Alegato de un escritor maldito
Conversaciones con el profesor Y
Louis-Ferdinand Céline
Traducción/ Prólogo: Mariano Dupont
Caja Negra Editora
Buenos Aires, Argentina. (218 Págs.)
En 1955, tras su exilio en Dinamarca que culminó en prisión y varios fracasos editoriales, Louis-Ferdinand Céline, el controversial autor de Viaje al fin de la noche y Muerte a crédito, por pedido de Jean Paulhan, director de la Nouvelle Revue Francais, quien comenzaba a reeditar sus primeras novelas, le propone escribir sobre su propia obra. Era una oportunidad para blanquear su imagen excecrada (el hecho de haber sido acusado de colaboracionista durante la ocupación nazi en Francia –1940/44–, no le favorecía) en la escena cultural francesa. Una estrategia de promoción para acabar con la reprobación del silencio. Céline accede y escribe entonces su alegato bajo la forma de una conversación ficcional. Lo que se inició como un ensayo sobre el estilo fue degenerando hasta alcanzar la dimensión de Conversaciones con el profesor Y, una novela breve donde contraataca la literatura, su literatura, y, en especial, el mundillo hipócrita del establishment literario.
Megalómano, siempre virulento, Céline se jacta de haber creado un estilo nuevo, de ser el inventor de una técnica. ¿Y en qué consiste ese método? Pues en acuñar “la emoción en el lenguaje escrito”. Esto es, verter de forma violenta –algo paranoica– algunos de sus componentes típicos: la incorporación del lenguaje oral en el discurso, grosero, muy jergal; apelar a lo autobiográfico con tono implacable, libre de formalidades, amargo y quebradizo. Es un proceso que opera sobre el fragmento como unidad (sus famosos tres puntos suspensivos dan crédito a esa llave directa a la elipsis). Utiliza el caos como fundamento estructural. En cada frase, irreparablemente imbricada con la otra, Céline busca –y la mayoría de las veces logra– modificar varias de las coordenadas de la experiencia de la escritura. Da forma al desencanto del hombre y escribe, con desenfado, el grito de la rebeldía. Lo sacrifica todo a favor de la sinceridad con el fin de abrir nuevos horizontes. Busca conquistar mediante diatribas feroces otra concepción de la vida. Y propone una nueva actitud frente a ella: desafiante, sin concesiones. Claro que revelar a través de enunciados apologéticos la experiencia en primera persona del singular –con todas sus miserias– tuvo su alto costo.

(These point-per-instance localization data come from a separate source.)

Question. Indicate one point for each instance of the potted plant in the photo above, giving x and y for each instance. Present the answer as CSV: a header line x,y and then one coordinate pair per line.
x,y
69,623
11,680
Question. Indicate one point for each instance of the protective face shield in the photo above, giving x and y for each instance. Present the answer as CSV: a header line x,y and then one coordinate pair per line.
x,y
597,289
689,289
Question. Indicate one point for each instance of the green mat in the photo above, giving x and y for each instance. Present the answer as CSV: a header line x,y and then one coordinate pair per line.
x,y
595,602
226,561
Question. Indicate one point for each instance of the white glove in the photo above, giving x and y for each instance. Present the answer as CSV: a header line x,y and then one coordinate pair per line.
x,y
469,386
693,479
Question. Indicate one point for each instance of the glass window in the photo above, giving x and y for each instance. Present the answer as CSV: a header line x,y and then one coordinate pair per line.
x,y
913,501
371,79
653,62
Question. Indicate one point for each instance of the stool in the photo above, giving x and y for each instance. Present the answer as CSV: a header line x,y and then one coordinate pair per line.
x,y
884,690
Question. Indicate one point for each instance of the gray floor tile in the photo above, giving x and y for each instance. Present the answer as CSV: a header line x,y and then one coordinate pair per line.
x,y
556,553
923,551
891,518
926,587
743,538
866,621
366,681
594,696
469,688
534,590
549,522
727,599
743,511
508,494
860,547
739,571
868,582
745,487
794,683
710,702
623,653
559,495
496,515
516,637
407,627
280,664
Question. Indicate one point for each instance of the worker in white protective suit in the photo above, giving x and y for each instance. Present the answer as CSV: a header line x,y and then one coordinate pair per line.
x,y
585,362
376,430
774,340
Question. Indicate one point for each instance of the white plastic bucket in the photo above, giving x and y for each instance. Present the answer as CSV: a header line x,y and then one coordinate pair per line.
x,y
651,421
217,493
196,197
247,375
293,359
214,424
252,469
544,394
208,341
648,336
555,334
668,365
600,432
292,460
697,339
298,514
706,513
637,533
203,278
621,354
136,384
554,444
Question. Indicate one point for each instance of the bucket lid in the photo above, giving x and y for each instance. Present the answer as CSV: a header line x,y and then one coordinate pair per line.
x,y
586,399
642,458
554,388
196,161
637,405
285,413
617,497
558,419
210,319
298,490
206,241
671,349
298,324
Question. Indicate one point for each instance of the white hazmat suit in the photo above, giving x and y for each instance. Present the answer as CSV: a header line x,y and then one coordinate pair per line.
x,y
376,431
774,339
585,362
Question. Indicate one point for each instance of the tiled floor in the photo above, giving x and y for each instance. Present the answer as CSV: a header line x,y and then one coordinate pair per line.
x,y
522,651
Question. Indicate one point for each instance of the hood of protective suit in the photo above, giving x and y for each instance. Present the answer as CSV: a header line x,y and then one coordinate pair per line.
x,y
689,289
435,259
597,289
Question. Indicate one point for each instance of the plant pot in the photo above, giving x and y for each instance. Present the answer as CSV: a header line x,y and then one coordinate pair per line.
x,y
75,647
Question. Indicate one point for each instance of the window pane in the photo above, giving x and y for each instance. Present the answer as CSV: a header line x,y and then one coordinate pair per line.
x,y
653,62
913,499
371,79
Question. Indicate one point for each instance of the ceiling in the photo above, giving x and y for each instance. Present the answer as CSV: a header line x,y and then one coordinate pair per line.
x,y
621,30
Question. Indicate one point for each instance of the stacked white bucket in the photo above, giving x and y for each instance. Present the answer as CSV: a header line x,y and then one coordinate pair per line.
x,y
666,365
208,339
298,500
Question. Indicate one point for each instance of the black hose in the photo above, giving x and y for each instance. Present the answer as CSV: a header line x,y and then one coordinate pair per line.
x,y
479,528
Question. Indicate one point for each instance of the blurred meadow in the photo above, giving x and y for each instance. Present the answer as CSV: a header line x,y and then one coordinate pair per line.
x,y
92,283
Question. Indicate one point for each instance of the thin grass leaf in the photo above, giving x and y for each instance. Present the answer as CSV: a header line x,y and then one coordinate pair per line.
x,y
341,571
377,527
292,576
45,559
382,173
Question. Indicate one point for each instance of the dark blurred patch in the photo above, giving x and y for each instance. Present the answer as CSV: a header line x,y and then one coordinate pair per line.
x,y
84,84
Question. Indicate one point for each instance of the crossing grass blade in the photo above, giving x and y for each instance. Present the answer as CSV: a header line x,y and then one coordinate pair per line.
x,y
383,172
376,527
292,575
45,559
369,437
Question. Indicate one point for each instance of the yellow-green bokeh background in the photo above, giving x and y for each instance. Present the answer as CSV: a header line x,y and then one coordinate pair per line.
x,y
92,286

Haber dado con esa expresión a mediados del siglo pasado, hoy día plagiada hasta el hartazgo (y mal, muy mal), fue algo doloroso, y producto de gran trabajo. Para Céline, la única escuela de la vida la da la muerte y sus socios: la ruina (la pobreza como elemento sine qua non de todo verdadero escritor); la persecución; el enfermizo dolor de la soledad… Cualquier intento de ocultar esas verdades atentaría contra el fin mismo de sus escritos transgresores.
Así, a sesenta años de su aparición, su ritmo abyectamente salvaje, vivo, continúa desacralizando viejas creencias. Si se le compara con autores de su generación, como François Mauriac, Georges Bernanos o Pierre Driu La Rochelle (otro escritor vinculado con el Régimen de Vichy), el supuesto “mal gusto”, “falsedad” e “impostura” del estilo de Céline, muchas veces resulta en sintonía con la pulsión absurda y hostil de nuestra realidad. Propongo, entonces, leer el libro como un antídoto contra la literatura pasatista, la literatura “cromo” (de la impostura, mentira), como bien rotularía el propio Céline.